Not much to ask from Kemp, who’ll bank $72 million over the next four years.
James Shields? He was touted as an ace and was paid accordingly. But he’s known as Five-Frame James in the press box as his next complete game will be his first this season.
“For whatever reason this year he has struggled keeping the ball in the ballpark, struggled against left-handed hitters for the first time in career,” Preller said. “He’s thrown a lot in the last year, including the postseason with Kansas City.”
“Look at pitchers who’ve done that before and it catches up with you the next year. He would never say that because he is such a competitor. But I think James has brought a lot of the things that we want to the table.”
It’s what he hauls to his ATM which is noteworthy: $63 million through 2018.
For a club which once stared at payroll like Donald Trump does a mirror, that’s key.

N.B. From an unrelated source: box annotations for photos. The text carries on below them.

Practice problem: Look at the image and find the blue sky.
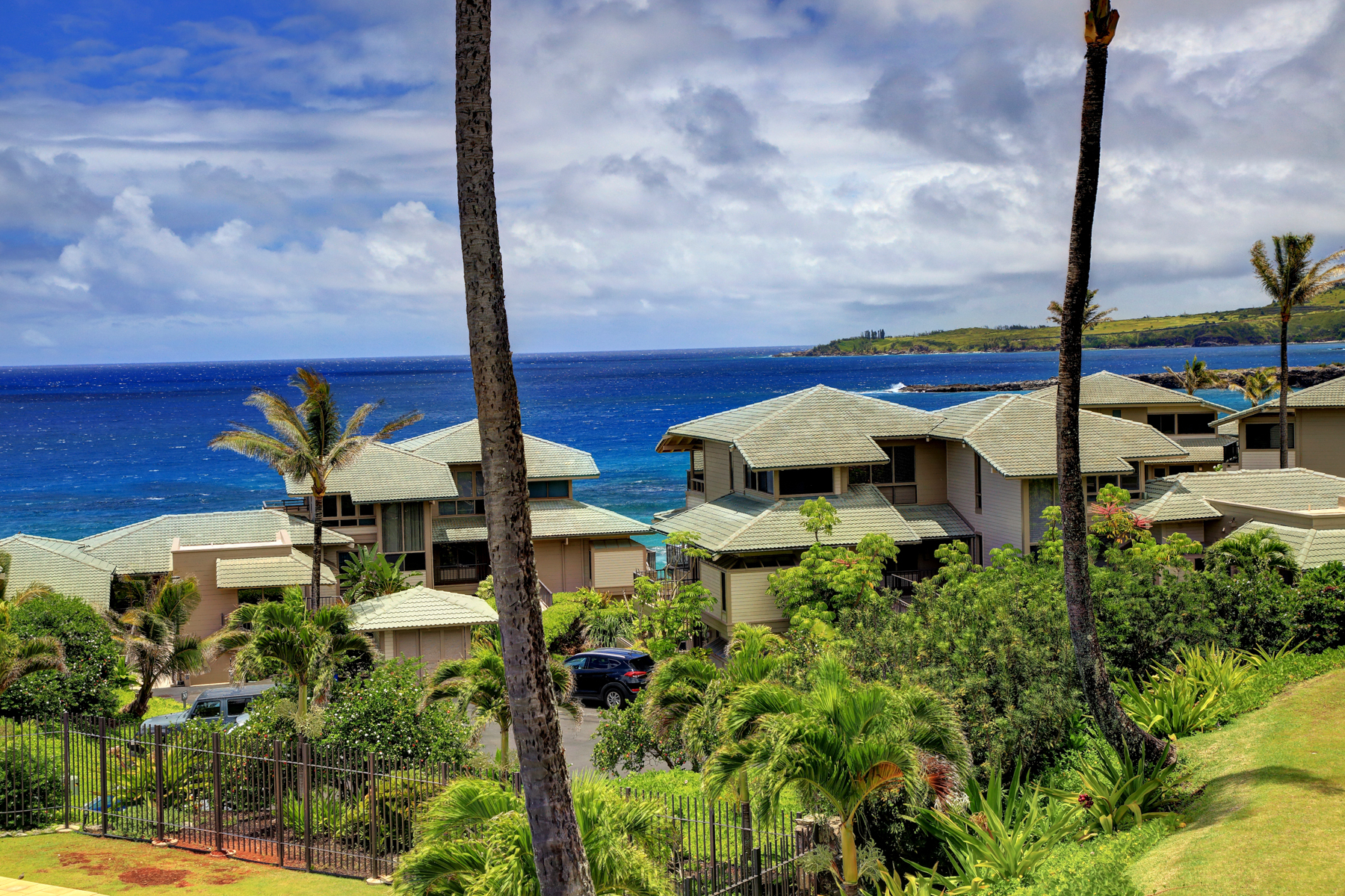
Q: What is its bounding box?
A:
[0,0,1345,365]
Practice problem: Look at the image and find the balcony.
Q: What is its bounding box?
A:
[434,563,491,585]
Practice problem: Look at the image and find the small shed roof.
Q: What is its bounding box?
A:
[215,550,336,588]
[350,585,499,631]
[395,420,599,479]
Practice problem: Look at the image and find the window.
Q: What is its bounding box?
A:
[528,479,570,498]
[780,467,834,495]
[439,498,486,516]
[1148,414,1177,436]
[323,495,374,526]
[743,464,775,495]
[383,501,425,551]
[1247,424,1294,451]
[1177,412,1216,436]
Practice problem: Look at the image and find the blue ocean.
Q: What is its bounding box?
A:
[0,343,1345,538]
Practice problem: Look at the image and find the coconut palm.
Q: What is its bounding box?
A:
[1228,367,1279,405]
[215,590,374,736]
[1252,232,1345,469]
[703,657,970,896]
[393,775,672,896]
[1056,0,1163,758]
[644,623,784,780]
[1046,289,1115,330]
[104,576,218,718]
[210,367,424,607]
[421,637,584,768]
[454,0,593,896]
[1163,355,1224,395]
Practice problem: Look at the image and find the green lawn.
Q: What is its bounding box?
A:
[1131,670,1345,896]
[0,832,371,896]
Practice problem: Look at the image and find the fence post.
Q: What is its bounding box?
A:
[61,713,70,830]
[299,740,313,871]
[210,731,225,856]
[98,718,108,837]
[155,725,164,841]
[368,753,378,877]
[270,740,285,868]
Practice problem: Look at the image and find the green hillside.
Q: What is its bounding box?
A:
[792,289,1345,355]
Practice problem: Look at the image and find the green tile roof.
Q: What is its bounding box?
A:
[654,486,928,554]
[215,550,336,588]
[0,533,116,610]
[935,395,1187,478]
[433,498,654,545]
[285,441,457,504]
[1232,522,1345,569]
[658,386,940,469]
[77,510,353,575]
[350,585,499,631]
[1217,375,1345,425]
[395,420,599,479]
[1029,370,1232,413]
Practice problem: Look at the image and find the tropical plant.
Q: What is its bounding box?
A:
[454,0,593,877]
[104,576,219,718]
[916,765,1079,883]
[1056,0,1165,756]
[1205,526,1298,573]
[1046,289,1115,330]
[210,367,424,605]
[644,623,784,780]
[1163,355,1224,395]
[705,657,970,896]
[340,548,410,604]
[1252,232,1345,469]
[215,600,375,738]
[421,639,584,768]
[1228,367,1279,405]
[393,775,672,896]
[1048,741,1185,838]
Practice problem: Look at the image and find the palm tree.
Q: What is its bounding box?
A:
[104,577,218,718]
[421,637,584,768]
[1228,367,1279,405]
[393,775,672,896]
[210,367,424,607]
[1046,289,1115,330]
[1163,355,1224,395]
[215,599,374,736]
[1252,232,1345,469]
[1056,0,1163,758]
[454,0,593,896]
[703,657,970,896]
[644,623,784,780]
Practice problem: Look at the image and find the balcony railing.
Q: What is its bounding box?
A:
[434,563,491,585]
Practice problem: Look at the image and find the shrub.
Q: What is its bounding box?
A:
[0,595,118,718]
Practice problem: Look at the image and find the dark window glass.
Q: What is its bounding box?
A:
[1148,414,1177,436]
[1177,412,1214,436]
[780,467,832,495]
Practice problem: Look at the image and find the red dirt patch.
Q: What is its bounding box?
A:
[117,868,187,886]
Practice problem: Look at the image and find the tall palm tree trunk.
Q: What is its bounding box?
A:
[1279,311,1288,469]
[454,0,593,896]
[1056,17,1163,758]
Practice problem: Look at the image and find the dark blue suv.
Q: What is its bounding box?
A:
[565,647,654,709]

But the new Padres aren’t the old Padres even if looking the part. Unless substitute manager Pat Murphy has some magic in his cap, the local nine is sprinting toward its fifth straight losing season.
Then there’s Justin Upton, the one Upton that hits and hustles. He’s soon a free agent, likely to command a $120-140 million contract.
That neighborhood, considering the club’s other obligations, is too rich for the Padres. Or is it?
“You get to the offseason and that’s when you really lay it out and say, ‘Here is our budget, here are the options that are available,'” Preller said. “He definitely will be one of the options we talk about. He’s made a positive impression here.”
So has Preller, even if sporting the scars baseball gods deliver after chuckling at those winning the offseason.
“There is definitely an excitement level and an attendance increase,” Preller said. “But ultimately the fans and everybody wants to see a winning team. That is how you are judged. Did you win or lose and did you do that over a period of time?”
“That is what we are trying to get built, a consistent winner.”
Preller swears the foundation was laid. Like others, we can’t wait to see the finishing touches.